11 janvier 2023

Les bonnes choses.

Je reviens avec un litre et demi de confiture maison, la mémoire des petits coups de fesses du bébé contre ma paume, plein de photos de chiens, mais aucune du cèdre du Liban, dont l'image est impregnée depuis cinq ans dans ma rétine.

C'est l'endroit du monde où je sais le mieux épeler le mot sérénité. Il y a un poêle et des poils de chiens, assez de vieilles assiettes porcelaine pour un entrée plat dessert pour douze, une dizaine de coffrets de polly pocket tous plus ingénieux les uns que les autres, une machine à laver qui tourne sans jamais s'arrêter alors qu'elle a quatorze ans, le frigo jamais vide aussi bien à l'intérieur qu'à l'extérieur, de la lavande aux quatre coins des pièces qui devient grise avec le temps mais qui ne perd pas son odeur.
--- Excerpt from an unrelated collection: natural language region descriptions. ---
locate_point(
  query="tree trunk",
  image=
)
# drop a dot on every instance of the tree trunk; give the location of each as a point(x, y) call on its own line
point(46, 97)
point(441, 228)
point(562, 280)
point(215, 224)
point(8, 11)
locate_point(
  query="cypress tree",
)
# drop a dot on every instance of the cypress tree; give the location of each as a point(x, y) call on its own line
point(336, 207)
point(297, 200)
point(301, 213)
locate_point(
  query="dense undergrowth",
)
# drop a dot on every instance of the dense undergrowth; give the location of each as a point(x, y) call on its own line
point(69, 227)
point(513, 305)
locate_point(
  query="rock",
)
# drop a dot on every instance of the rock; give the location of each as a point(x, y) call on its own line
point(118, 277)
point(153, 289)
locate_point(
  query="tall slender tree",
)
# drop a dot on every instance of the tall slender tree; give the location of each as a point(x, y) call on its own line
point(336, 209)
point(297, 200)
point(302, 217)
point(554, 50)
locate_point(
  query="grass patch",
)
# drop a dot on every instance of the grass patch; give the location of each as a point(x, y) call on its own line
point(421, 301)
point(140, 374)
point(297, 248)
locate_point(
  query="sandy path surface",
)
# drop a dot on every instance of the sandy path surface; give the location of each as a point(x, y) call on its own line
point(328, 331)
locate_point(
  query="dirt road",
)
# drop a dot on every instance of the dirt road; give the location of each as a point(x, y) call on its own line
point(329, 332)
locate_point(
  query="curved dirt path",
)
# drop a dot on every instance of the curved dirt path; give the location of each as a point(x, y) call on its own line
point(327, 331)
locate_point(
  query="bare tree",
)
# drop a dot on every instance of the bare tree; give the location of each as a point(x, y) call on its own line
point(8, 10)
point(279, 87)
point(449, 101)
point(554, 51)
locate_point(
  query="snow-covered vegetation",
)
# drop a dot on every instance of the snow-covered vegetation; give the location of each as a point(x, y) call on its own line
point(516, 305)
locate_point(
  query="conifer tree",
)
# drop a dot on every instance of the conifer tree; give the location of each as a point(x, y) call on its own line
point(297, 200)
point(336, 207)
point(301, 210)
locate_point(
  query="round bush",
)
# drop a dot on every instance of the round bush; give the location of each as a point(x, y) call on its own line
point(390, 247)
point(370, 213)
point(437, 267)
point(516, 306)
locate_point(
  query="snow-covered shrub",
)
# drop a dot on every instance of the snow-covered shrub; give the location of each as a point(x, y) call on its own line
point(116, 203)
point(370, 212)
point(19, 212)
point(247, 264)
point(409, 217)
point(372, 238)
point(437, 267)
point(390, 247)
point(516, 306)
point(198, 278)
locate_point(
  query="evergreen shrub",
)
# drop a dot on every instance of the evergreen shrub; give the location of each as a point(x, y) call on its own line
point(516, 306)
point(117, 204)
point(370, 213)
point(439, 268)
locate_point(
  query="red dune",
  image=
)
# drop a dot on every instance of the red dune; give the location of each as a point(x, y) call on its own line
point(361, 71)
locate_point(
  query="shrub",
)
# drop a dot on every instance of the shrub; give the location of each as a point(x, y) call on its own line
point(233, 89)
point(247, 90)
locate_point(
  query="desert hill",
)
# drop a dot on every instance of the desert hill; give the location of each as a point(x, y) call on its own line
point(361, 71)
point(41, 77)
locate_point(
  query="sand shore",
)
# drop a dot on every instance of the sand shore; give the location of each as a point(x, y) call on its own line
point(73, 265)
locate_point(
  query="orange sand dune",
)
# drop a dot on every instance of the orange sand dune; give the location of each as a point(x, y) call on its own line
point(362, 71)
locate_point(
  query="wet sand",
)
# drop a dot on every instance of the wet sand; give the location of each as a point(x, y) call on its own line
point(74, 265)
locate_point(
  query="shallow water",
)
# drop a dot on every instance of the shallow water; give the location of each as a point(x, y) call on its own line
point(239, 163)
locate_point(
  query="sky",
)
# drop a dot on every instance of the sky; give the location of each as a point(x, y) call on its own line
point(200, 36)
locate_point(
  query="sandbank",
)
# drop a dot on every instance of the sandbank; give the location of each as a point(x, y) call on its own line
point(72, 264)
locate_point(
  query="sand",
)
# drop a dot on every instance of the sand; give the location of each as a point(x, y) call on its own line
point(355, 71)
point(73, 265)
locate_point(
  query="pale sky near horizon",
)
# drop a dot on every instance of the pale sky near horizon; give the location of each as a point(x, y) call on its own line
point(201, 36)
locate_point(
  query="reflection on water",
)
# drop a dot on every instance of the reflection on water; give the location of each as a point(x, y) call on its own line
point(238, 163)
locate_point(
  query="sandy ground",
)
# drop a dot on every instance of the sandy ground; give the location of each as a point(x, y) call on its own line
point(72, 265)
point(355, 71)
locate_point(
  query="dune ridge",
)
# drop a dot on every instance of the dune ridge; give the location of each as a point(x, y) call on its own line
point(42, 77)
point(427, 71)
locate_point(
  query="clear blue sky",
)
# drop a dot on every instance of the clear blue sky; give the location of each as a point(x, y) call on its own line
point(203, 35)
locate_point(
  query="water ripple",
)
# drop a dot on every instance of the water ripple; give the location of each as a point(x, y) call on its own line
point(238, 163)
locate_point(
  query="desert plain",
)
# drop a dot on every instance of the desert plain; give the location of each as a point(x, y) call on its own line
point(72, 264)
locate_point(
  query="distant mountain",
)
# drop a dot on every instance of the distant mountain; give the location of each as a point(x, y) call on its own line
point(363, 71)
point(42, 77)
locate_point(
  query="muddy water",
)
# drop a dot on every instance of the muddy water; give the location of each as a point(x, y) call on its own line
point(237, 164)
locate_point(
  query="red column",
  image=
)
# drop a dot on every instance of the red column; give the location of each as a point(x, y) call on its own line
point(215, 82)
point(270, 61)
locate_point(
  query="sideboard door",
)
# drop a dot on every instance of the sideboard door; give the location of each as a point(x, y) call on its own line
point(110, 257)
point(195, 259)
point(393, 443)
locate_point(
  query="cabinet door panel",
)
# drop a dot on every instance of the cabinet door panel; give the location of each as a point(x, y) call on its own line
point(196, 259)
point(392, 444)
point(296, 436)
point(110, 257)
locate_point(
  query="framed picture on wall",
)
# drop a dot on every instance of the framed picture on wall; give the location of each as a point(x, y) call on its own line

J'y dors aussi bien que j'y lis, la lumière y est parfaite, la literie moelleuse et accueillante, et même l'aspirateur ronronne avec douceur - au moins une fois par jour. Le soir, j'y bois toujours mais jamais à outrance, on ne se couche jamais tard mais jamais tôt non plus, on ne parle de rien mais le silence n'y a jamais sa place. J'ai le choix entre trois canapés et trois lit pour rêvasser, il y a trois étagères remplies de livres, et deux salles de bain. On peut manger dedans ou dehors, se laver dans un douche ou dans une baignoire, dormir totalement calfeutré dans la chambre du bas ou bien dans celle du haut la porte ouverte et avec les chiens. 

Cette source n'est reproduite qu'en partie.